The best approval system is not complicated. It is strict where the math matters: measurable knife tolerance, dated revision control, approved packaging, and a physical sample that production cannot reinterpret. If a spec cannot be checked with calipers, an HRC tester, a scale, or a signed visual limit board, expect arguments at final inspection. We have seen this go sideways.
Frequently asked questions
For a standard private-label knife based on an existing factory model, one corrected physical sample plus one sealed golden sample is usually enough. For a new mold, new folding mechanism, new Damascus pattern, or custom packaging structure, plan for 2 to 3 rounds. A typical flow is prototype sample, corrected pre-production sample, then golden sample. Each round should have a version number and written comments. Do not approve bulk production from photos only unless the order is low risk and the commercial impact is small. For repeat orders with no change, the previous golden sample and latest approved spec sheet can remain valid, but confirm packaging codes and compliance labels again.
Use tighter tolerances on functional areas and looser tolerances on natural cosmetic variation. For many kitchen knives, practical targets are blade length ±1.0 mm, blade height ±0.8 mm, spine thickness ±0.2 mm, weight ±5%, and logo position ±0.5 to ±1.0 mm. For folding knives, add open length, closed length, blade centering, lock engagement, blade play, and clip position. For handles, define maximum visible gaps, rivet proudness, and edge rounding. Do not copy aerospace-style tolerances if the process cannot hold them at your target FOB price. Ask the factory which lines are process-critical before final signoff.

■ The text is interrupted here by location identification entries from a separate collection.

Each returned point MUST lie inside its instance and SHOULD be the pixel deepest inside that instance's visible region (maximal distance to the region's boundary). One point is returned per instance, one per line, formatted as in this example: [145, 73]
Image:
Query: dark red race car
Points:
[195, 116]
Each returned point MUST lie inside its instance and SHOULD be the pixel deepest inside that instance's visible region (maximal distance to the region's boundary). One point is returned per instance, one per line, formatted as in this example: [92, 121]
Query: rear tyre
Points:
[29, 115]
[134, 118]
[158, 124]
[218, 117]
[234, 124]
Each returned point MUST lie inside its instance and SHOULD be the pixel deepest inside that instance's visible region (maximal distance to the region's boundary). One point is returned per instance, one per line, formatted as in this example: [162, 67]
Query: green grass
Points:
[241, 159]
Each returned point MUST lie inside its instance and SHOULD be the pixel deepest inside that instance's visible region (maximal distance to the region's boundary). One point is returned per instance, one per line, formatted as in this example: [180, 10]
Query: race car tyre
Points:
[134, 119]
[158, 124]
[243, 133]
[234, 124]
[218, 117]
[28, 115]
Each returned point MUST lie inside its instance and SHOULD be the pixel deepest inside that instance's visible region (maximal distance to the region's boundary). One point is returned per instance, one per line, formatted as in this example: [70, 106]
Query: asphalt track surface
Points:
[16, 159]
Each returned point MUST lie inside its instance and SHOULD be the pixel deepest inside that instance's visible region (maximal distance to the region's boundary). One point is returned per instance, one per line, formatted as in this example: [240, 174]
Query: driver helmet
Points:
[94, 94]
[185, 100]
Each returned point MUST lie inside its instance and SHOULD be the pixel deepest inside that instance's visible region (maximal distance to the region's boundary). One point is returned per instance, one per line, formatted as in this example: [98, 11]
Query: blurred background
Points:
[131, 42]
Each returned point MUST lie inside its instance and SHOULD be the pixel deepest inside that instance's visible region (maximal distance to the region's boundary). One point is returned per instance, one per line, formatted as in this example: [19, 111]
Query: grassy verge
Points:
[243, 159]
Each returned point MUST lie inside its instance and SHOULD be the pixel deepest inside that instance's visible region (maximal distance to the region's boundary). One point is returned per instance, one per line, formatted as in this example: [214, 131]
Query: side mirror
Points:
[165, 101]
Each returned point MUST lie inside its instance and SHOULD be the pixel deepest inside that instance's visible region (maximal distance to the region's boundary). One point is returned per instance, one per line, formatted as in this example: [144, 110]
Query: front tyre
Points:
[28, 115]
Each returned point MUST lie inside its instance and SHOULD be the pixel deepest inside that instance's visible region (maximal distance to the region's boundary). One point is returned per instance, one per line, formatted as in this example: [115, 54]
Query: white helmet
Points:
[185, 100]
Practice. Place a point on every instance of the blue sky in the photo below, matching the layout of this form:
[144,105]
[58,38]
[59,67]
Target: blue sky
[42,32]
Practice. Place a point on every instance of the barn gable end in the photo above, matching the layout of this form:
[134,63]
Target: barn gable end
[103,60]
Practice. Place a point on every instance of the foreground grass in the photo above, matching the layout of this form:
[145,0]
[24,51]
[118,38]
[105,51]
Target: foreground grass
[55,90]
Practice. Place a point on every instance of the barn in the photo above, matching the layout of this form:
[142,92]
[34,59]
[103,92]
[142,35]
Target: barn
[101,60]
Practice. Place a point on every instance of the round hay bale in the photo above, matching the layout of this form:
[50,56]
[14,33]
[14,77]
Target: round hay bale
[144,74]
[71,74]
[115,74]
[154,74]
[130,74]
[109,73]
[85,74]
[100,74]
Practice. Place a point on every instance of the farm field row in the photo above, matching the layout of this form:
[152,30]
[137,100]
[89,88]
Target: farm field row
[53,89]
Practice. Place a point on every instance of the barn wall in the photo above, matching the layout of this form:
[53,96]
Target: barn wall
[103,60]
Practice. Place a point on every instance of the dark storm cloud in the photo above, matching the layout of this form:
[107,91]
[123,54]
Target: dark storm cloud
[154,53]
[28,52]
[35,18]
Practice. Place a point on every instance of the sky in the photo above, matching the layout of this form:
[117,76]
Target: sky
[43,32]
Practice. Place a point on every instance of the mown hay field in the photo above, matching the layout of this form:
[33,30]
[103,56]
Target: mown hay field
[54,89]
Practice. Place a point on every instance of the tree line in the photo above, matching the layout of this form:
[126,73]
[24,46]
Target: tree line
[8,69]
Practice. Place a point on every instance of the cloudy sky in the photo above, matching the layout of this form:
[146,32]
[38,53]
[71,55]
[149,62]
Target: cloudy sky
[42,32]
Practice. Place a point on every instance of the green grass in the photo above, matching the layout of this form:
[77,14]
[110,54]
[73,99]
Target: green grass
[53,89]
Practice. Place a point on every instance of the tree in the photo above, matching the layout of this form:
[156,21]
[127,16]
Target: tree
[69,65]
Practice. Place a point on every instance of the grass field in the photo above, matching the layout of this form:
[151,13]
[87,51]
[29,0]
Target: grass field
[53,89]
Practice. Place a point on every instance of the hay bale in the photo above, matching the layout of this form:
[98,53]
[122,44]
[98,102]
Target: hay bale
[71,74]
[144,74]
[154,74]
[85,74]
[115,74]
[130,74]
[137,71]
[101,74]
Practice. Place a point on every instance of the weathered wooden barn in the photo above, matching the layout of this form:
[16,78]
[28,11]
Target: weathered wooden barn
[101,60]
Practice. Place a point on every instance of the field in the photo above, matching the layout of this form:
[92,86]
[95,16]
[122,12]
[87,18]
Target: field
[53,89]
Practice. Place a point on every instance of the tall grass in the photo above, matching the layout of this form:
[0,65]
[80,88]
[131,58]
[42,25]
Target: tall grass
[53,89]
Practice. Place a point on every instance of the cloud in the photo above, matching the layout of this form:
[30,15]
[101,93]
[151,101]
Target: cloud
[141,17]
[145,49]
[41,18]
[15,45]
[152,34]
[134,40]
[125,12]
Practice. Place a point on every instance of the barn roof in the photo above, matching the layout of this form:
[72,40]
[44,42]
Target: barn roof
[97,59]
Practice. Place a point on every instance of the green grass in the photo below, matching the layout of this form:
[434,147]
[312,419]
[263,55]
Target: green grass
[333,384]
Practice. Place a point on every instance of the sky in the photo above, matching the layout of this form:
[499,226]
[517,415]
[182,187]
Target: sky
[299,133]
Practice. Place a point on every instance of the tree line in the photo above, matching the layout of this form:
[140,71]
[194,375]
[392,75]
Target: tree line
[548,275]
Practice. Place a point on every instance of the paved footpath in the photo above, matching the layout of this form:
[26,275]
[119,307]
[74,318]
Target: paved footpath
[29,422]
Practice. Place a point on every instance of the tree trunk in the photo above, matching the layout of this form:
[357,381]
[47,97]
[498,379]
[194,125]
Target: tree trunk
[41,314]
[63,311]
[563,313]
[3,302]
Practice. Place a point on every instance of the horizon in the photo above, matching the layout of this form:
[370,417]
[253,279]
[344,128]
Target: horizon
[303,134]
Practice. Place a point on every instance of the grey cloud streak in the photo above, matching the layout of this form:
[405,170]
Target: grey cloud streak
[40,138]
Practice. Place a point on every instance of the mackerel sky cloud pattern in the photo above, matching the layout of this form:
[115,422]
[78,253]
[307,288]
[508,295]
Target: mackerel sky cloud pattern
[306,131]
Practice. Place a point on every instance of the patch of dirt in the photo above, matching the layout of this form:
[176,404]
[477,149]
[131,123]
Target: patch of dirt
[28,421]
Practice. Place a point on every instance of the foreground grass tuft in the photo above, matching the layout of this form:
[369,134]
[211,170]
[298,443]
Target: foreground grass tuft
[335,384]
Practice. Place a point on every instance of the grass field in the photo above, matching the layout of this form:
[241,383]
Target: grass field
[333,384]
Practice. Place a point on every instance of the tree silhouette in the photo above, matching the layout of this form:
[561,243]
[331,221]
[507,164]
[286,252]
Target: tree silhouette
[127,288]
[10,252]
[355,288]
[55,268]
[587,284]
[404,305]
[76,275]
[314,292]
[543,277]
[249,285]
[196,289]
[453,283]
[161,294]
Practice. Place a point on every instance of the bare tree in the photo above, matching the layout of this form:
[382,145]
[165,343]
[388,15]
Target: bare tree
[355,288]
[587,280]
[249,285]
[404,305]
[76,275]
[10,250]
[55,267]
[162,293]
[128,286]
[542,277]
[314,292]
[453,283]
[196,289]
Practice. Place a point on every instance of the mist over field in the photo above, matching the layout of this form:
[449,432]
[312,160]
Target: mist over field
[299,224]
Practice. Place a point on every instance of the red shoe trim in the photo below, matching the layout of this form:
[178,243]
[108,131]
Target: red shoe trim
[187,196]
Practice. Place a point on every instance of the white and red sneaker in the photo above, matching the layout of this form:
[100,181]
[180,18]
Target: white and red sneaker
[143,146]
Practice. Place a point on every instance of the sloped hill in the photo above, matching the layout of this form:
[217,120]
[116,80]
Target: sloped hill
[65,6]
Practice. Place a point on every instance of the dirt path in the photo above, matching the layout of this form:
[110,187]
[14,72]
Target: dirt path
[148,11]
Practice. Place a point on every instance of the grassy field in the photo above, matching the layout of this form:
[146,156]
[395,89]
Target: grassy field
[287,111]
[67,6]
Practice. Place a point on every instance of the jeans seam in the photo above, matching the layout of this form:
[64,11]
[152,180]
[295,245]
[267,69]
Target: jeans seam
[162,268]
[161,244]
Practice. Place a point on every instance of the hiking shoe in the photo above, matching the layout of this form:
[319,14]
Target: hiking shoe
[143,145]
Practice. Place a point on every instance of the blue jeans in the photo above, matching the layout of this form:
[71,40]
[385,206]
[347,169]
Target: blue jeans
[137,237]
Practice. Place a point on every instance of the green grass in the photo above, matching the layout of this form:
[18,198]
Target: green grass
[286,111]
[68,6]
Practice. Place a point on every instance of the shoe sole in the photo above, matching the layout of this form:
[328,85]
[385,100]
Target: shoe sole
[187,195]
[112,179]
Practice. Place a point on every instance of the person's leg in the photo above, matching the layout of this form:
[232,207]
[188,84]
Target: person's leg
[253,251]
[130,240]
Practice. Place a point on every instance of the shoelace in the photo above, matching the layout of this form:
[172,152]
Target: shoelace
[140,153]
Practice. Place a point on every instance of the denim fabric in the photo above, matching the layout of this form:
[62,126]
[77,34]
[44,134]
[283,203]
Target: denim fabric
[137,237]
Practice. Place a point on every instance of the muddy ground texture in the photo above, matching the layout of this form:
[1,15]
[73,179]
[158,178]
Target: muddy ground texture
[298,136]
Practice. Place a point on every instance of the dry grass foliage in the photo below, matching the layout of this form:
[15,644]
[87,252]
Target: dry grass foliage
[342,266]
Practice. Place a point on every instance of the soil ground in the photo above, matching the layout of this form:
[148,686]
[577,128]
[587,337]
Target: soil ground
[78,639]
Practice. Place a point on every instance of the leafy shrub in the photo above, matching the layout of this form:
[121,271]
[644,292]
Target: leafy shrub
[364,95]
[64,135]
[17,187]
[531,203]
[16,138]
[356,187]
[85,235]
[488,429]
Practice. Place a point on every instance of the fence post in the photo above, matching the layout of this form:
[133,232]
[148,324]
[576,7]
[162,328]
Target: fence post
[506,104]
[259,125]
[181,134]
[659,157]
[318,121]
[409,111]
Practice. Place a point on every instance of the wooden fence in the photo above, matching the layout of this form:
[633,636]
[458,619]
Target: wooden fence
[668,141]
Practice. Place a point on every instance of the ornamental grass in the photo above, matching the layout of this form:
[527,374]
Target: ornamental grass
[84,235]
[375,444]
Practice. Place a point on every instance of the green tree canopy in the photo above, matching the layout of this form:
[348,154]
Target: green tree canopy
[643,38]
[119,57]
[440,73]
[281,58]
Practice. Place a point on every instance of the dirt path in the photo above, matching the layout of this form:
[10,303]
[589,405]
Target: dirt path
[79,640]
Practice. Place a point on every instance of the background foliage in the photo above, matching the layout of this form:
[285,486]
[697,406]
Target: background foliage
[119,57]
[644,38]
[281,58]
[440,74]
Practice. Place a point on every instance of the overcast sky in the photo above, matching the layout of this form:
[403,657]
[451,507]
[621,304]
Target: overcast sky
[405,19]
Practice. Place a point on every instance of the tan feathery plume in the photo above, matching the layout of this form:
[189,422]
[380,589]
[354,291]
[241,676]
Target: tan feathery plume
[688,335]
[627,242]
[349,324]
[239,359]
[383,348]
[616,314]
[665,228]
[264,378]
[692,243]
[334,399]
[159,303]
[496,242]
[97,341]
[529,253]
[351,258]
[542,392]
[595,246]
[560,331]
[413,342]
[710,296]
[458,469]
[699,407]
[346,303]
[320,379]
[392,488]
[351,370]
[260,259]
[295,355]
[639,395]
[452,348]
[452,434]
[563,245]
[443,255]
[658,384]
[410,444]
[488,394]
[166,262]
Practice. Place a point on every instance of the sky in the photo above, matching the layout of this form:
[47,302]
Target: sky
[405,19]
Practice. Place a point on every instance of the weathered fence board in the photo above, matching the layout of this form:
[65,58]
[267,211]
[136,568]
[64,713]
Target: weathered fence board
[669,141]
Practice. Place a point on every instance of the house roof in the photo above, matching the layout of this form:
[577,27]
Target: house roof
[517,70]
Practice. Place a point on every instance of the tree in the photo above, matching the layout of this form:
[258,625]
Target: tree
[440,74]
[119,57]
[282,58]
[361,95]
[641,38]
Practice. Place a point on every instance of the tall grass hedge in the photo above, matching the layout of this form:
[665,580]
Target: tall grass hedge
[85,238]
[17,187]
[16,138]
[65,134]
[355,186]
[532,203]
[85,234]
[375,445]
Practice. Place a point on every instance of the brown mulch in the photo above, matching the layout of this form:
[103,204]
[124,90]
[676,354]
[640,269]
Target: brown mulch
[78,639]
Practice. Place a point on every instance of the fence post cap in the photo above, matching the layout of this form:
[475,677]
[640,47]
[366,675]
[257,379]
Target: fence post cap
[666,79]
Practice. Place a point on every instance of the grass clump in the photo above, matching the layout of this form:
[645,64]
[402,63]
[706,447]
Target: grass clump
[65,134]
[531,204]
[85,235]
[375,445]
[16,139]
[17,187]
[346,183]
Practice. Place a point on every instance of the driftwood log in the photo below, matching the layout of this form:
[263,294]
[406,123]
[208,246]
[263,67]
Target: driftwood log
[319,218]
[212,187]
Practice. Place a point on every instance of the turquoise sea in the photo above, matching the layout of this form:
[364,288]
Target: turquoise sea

Yes. Packaging should be approved with the knife, not treated as a later purchasing detail. Include color box artwork, insert card, manual, barcode, FNSKU, UPC or EAN, country-of-origin marking, warning labels, carton dimensions, gross weight, carton marks, and any retailer routing label. A knife that passes blade inspection can still be rejected by a retailer if the barcode is wrong or the carton label does not match the ASN. For North America and Europe, also check REACH, LFGB or FDA food-contact wording where relevant. Packaging samples may take 7 to 15 days depending on printing and structure.
Use a short revision table and decide which changes require a new physical sample. Cosmetic artwork changes can often be approved by PDF proof or printed packaging sample. Functional changes such as steel grade, HRC range, blade thickness, lock geometry, handle mold, sheath fit, or edge angle should trigger a new sample or at least a pre-production sample. Keep version codes simple: V1.0, V1.1, V1.2, V2.0. Every purchase order should reference the final approved version. This takes a few minutes per change but can save 20 to 40 days of dispute, remake, or delayed shipment later.
First, compare the goods against the signed spec sheet, latest revision file, and golden sample. Classify the issue as critical, major, or minor. A wrong steel grade, unsafe lock, loose handle, or missing compliance label is usually critical or major. A small natural wood color variation may be minor if the tolerance allows it. Use the agreed AQL level, often AQL 2.5 for major defects and AQL 4.0 for minor defects, unless your contract says otherwise. The remedy may be sorting, rework, discount, replacement, or remake. Clear sample approval gives both sides an objective basis for that decision.